Le polemiche su Elena Ferrante, nate sul New York Times e arrivate alla stampa italiana, portano a chiedersi quale sia il posto delle scrittrici all'interno della letteratura di oggi, dalla scuola al mercato.

30 Luglio 2024

L’altro giorno, dopo aver letto l’ennesimo articolo di giornale che, trasudando misoginvidia, metteva in discussione il diritto delle scrittrici di essere considerate scrittici punto e non scrittrici più le varie M-word (di cui tra poco si dirà), ho avuto un’illuminazione.
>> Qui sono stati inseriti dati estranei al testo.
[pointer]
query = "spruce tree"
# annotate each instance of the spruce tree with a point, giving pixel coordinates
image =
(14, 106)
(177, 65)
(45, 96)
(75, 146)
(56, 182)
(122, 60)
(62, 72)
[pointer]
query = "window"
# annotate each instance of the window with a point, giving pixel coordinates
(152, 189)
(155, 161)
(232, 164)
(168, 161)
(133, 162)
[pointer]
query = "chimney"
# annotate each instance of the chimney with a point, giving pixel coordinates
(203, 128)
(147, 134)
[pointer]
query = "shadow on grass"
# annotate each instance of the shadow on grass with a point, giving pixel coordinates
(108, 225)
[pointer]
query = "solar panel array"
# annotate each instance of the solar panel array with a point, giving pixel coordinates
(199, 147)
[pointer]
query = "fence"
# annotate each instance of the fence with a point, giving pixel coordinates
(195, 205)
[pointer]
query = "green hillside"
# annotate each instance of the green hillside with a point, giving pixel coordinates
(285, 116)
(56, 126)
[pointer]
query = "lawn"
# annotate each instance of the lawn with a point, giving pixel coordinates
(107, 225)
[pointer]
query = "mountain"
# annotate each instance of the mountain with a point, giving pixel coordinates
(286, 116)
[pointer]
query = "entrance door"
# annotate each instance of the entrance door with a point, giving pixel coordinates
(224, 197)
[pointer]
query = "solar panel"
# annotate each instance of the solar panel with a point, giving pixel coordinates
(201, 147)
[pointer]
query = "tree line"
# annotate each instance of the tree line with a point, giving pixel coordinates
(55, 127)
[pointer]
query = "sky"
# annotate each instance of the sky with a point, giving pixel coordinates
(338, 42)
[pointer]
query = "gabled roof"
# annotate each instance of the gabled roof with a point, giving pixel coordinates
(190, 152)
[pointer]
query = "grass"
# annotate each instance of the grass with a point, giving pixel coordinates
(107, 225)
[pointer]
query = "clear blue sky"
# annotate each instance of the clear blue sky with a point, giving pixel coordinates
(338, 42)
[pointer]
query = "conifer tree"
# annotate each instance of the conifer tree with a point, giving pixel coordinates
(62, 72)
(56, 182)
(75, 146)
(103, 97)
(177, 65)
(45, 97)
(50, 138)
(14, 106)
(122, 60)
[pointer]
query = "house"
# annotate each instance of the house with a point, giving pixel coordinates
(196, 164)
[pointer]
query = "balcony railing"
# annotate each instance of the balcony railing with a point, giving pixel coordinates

Piccolo passo indietro. Nel pezzo in questione, l’Autore, che ha poi giustificato la propria «ineleganza» con l’eccessivo caldo (che il surriscaldamento globale generasse pure sessismo è qualcosa che andrebbe segnalato alla prossima COP), riponeva le scrittrici in tre «faldoni» che si «pregiava» di avere ribattezzato con alcune originali M-word: «Io sono Malala», «io sono maiala», «io sono malata». All’articolo aveva prontamente risposto Eva Ferri, l’editrice di Elena Ferrante – proprio il riconoscimento da parte del New York Times della quadrilogia dell’Amica geniale come migliore opera del primo quarto di secolo aveva scatenato la stizza dell’Autore – con una nota che è un piccolo saggio, e anche una lezione, di editoria femminista. A differenza delle altre volte, però, finita la lettura e postata una biliosa quanto inutile storia su Instagram, mi sono fermata e mi sono guardata. Che cosa stavo facendo, ancora una volta?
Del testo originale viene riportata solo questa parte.